Presidency of Grover Cleveland


Grover Cleveland, who served as President of the 22nd and 24th United States, was regarded as a constitutional reformer (1837-1908). He is the only president to date who served two non-consecutive terms, as well as the only Democratic president to win elections during the era of White House Republican rule that lasted from the election of Abraham Lincoln in 1860 to the end of the term of William Howard Taft in 1913.

First Term in the White House

Tammany Hall was a local political machine of the Democratic Party. He played a significant role in controlling the New York State politics. He greatly opposed Grover Cleveland’s nomination; however, Clevelnd secured the Democratic presidential nomination in 1884. The 1884 presidential campaign was ugly: the Republican adversary of Cleveland, the U.S. A variety of financial scandals involved Senator James G. Blaine of Maine, while Cleveland was involved in a paternity case in which he acknowledged that in 1874 he had paid child support to a woman who claimed to be the father of her child. Cleveland won the race, amid the controversy, with the help of the Mugwumps, Republicans who found Blaine to be corrupt.

When in office, Grover Cleveland tended to base political appointments on merit rather than party affiliation, the policy of his predecessor, Chester Arthur. Using the veto more frequently than any other president up to that time, he sought to limit government spending. In foreign policy, Cleveland was a noninterventionist and fought to eliminate protective tariffs.

The lifelong bachelor married Frances Folsom in 1886, a student at Wells College in New York. He is the only one who held the wedding in the White House, while Grover Cleveland was not the first president to marry while in office. Frances Folson was the youngest first lady in U.S. history at the young age of twenty-one. They were blessed with five children.

By vetoing the Dependent Pension Bill of 1887, which would have offered pensions for disabilities not induced by military service, he offended voters in 1887. His other significant contributions were the Interstate Commission, which is the first regulatory agency of the United States. He also signed the Dawes General Allotment Act which provides a distribution of land for Native Americans.

In the 1888 presidential race, the tariff debate came back to haunt Cleveland. The election was won by former U.S. Senator Benjamin Harrison of Indiana, primarily because of the strong turnout of voters in the Northeast industrial states who saw their jobs threatened by lower tariffs. In that election, Cleveland also lost his home state of New York. He returned to New York City and, for the next four years, took a job in a law firm.

Second Term in the White House

Grover Cleveland spent four years in New York City during the Harrison administration, working with a renowned law firm. The path to a Democratic victory in 1892 appeared obvious when the Republican-dominated Congress and the Harrison administration implemented the very high McKinley Tariff in 1890 and made the surplus in the treasury disappear in a huge spree of spending.

For the third consecutive time, Cleveland secured the nomination of his party and then defeated Harrison and Populist Party nominee James B. Weaver soundly by 277 electoral votes to Harrison’s 145, making Grover Cleveland the only president ever elected to two nonconsecutive terms.

However, Grover Cleveland’s second term opened with the worst financial crisis in the history of the world.
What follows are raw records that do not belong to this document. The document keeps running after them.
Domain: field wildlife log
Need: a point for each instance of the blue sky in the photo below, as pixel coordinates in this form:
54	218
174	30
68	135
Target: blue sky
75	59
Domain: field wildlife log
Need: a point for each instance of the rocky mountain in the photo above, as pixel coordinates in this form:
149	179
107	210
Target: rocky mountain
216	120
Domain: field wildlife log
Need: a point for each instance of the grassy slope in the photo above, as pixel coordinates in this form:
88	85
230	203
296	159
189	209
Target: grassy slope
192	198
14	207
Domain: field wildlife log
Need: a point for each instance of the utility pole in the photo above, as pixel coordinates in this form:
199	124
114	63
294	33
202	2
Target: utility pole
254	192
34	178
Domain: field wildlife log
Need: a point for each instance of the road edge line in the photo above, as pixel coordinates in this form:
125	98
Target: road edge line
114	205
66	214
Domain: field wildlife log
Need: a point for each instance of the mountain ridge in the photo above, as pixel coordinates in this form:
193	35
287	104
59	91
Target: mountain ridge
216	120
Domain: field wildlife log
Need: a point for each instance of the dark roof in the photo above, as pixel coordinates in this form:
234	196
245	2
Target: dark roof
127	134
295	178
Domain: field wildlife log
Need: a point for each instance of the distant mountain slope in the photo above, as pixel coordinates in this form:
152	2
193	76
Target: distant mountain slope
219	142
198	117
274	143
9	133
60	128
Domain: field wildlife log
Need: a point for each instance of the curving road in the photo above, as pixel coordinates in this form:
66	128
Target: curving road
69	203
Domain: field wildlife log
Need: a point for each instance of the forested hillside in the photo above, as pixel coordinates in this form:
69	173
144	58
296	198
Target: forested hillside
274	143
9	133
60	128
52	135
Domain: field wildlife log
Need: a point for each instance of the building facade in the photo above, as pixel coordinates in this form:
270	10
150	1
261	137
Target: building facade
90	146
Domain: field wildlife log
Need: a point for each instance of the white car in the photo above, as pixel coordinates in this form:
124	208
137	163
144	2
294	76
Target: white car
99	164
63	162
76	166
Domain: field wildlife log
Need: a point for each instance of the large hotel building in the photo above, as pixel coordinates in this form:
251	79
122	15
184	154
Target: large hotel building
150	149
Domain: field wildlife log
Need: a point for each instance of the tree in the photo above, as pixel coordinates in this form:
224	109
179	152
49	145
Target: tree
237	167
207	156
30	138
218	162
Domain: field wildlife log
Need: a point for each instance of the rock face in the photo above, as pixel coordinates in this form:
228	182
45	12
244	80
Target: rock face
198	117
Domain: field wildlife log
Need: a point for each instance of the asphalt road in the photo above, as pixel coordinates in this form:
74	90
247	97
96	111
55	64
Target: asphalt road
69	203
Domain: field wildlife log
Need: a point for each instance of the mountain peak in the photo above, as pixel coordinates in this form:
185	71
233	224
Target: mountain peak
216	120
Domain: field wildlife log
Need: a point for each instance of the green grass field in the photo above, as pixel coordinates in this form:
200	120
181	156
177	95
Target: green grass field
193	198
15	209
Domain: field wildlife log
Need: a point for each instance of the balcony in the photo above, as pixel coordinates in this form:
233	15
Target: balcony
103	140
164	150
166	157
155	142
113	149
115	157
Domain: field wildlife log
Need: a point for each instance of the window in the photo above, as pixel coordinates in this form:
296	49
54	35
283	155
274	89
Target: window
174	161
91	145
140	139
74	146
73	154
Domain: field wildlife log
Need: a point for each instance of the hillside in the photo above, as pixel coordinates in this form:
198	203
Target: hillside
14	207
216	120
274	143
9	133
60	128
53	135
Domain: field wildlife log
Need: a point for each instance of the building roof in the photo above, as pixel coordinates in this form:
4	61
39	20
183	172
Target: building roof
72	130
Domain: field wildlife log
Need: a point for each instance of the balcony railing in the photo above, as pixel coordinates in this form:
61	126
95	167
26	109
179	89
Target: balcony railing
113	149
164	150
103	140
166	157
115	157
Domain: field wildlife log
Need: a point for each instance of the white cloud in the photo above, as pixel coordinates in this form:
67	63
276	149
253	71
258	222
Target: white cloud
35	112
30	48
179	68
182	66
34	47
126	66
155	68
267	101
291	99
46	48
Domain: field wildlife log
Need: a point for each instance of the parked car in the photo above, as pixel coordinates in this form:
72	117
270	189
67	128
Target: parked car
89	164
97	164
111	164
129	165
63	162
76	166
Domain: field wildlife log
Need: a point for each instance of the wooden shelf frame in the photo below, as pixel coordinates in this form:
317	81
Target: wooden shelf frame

With a railroad bankruptcy in February 1893, the Panic of 1893 began, immediately followed by bank defaults, a national credit crisis, a stock market collapse, and the failures of three more railroads. Unemployment increased to nineteen percent, and the coal and transport industries were disrupted in 1894 by a series of strikes. Until 1896 to 1897, when the Klondike gold rush in the Yukon set off a decade of rapid growth, the American economy did not recover.

Grover Cleveland was contradictory in his social beliefs. He was opposed the discrimination against Chinese immigrants in the West, on the one hand, he advocate equality for African Americans or women’s voting rights, and he believed that Native Americans should assimilate as soon as possible into mainstream society rather than maintain their own cultures. When he used federal troops to crush the Pullman railroad strike in 1894, he also became unpopular with organized labor.

As a president, Grover Cleveland served with honesty and diligence; however, he was blamed for being dull and does not have an overall vision for the nation. He is best known for improving the federal government’s executive branch with respect to Congress, as opposed to using legislation to bring about social change.

By the fall of 1896, with some factions of his own party, Cleveland had become unpopular. However, other Democrats wanted him to run for a third term, since at the time there was no term limit for Presidents. Cleveland turned down the offer. The nomination was won by Representative William Jennings Bryan of Nebraska. William Bryan, who later became popular as an opponent of the theory of evolution of the British naturalist Charles Darwin, lost the election to Ohio Governor William McKinley in 1896.

After leaving the White House in 1897, Grover Cleveland returned to his home in Princeton, New Jersey, and served from 1901 until his death as a trustee of Princeton University. He declined his party’s overtures to run for president again in 1904. At the end of 1907, his health started to decline rapidly and on June 24, 1908, he died of a heart attack at the age of 71.